En cela, on peut dire que le moteur de l’extension du numérique est fondamentalement libidinal, au sens large : il va dans le sens du désir, il vise l’agrément, et ce, de la manière énergétiquement la plus économique possible. Sa force, sans précédent dans l’histoire de la technique, est précisément de savoir épouser les contours de notre vie psychique, en s’y fondant et en s’y lovant, pour rendre les tâches instrumentales agréables. L’attrait irrésistible des dispositifs numériques en général vient de ce que toutes les fonctions « objectives » (qui font qu’elles permettent d’accomplir quelque chose dans le monde) sont rattachées à la vie subjective par le charme du « pratique » et la puissance de son envoûtement libidinal. On parlera ici d’un Principe de commodité, qui fait aller chaque fois au plus commode, au plus économique, au plus fluide, au plus pratique. Cette tonalité subjective du principe instrumental traverse désormais tous les rapports au monde. La communication instantanée, par exemple, rendue quotidienne par nombre de plateformes numériques, est-elle travail, œuvre, ou action ? Du travail, elle garde certes l’éphémère des messages purement phatiques [7] dont il ne reste rien, mais n’a rien d’une lutte contre le temps biologique ; elle ne relève en aucune manière de l’œuvre, car elle ne produit rien, et de l’action, elle conserve son lien à la parole et à la pluralité des humains sans pour autant relever de l’agir au sens politique où l’entend Arendt.

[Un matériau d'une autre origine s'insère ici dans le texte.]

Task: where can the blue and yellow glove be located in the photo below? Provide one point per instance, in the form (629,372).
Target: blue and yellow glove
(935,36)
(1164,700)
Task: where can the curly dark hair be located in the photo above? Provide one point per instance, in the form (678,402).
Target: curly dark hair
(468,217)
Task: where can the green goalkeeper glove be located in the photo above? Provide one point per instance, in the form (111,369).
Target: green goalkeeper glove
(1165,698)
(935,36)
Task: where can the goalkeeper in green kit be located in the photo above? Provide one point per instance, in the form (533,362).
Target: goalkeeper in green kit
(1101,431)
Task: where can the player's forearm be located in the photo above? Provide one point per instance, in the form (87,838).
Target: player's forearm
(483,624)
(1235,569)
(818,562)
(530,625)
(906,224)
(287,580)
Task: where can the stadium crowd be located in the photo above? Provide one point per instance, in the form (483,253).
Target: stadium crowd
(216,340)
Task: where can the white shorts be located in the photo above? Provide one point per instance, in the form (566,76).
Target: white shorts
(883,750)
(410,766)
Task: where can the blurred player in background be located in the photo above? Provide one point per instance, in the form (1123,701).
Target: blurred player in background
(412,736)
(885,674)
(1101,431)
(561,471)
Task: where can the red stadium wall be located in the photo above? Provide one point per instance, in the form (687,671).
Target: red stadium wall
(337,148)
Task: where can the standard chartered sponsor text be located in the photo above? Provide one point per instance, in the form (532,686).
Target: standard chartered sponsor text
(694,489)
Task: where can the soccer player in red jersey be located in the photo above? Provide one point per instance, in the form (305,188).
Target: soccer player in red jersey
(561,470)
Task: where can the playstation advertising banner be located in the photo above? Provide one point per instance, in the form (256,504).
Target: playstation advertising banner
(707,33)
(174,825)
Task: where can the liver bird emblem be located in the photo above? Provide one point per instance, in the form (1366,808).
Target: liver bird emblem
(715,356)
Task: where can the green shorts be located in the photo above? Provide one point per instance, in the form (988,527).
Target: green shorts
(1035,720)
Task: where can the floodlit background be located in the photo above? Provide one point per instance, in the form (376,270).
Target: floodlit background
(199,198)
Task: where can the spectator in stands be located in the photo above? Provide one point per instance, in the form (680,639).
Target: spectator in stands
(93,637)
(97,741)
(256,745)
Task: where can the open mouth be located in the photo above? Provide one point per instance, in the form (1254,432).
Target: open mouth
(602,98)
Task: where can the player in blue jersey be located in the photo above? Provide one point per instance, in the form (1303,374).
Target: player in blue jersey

Ces catégories sont en réalité inadéquates, car l’essentiel n’est pas dans ce que cette communication instantanée fait, mais dans ce qu’elle permet : l’accessibilité et la disponibilité permanentes de tous pour chacun, la possibilité de partager et de se faire voir à tout instant, celle de s’exprimer instantanément et publiquement sur tout et n’importe quoi, et ce de la manière la plus simple et pratique qui soit. Le numérique n’est pas ici orienté par des buts « objectifs » au sens d’Arendt, mais il sert plus généralement à prolonger et amplifier la vie psychique : son moteur est libidinal, donc subjectif, répondant au Principe de commodité. Même dans sa fonction d’outil, c’est-à-dire de médiation avec le monde, il est simultanément (et parfois avant tout) extension de la sphère subjective, prolongement de la vie psychique. Le numérique n’est pas seulement une technologie transversale qui permet d’accomplir mieux le travail, les œuvres et l’action, il est un amplificateur de la vie psychique, vie dont il épouse les contours et multiplie les possibilités au gré des innovations technologiques placées sous l’égide du Principe de commodité. C’est pourquoi il permet de créer des profils, sorte de peau numérique, que l’industrie des Big Data se consacre à cerner au plus près en en relevant les traces en multipliant les objets connectés autour de nous [8]. Le numérique adhère à la vie psychique, la prolonge, l’exprime, la dé-médiatise. Les catégories arendtiennes ne s’y appliquent par conséquent guère, ou que partiellement, car le numérique secondarise ce qui était encore au principe de sa classification, à savoir un rapport instrumental de l’homme au monde sous-tendu par la volonté de défier la mortalité. Le but n’est plus de se confronter au monde ou de le défier en quelque manière, mais au contraire d’éliminer tout accroc, tout frottement entre le désir et sa réalisation pour se procurer une expérience de bien-être dont le soi est la seule mesure.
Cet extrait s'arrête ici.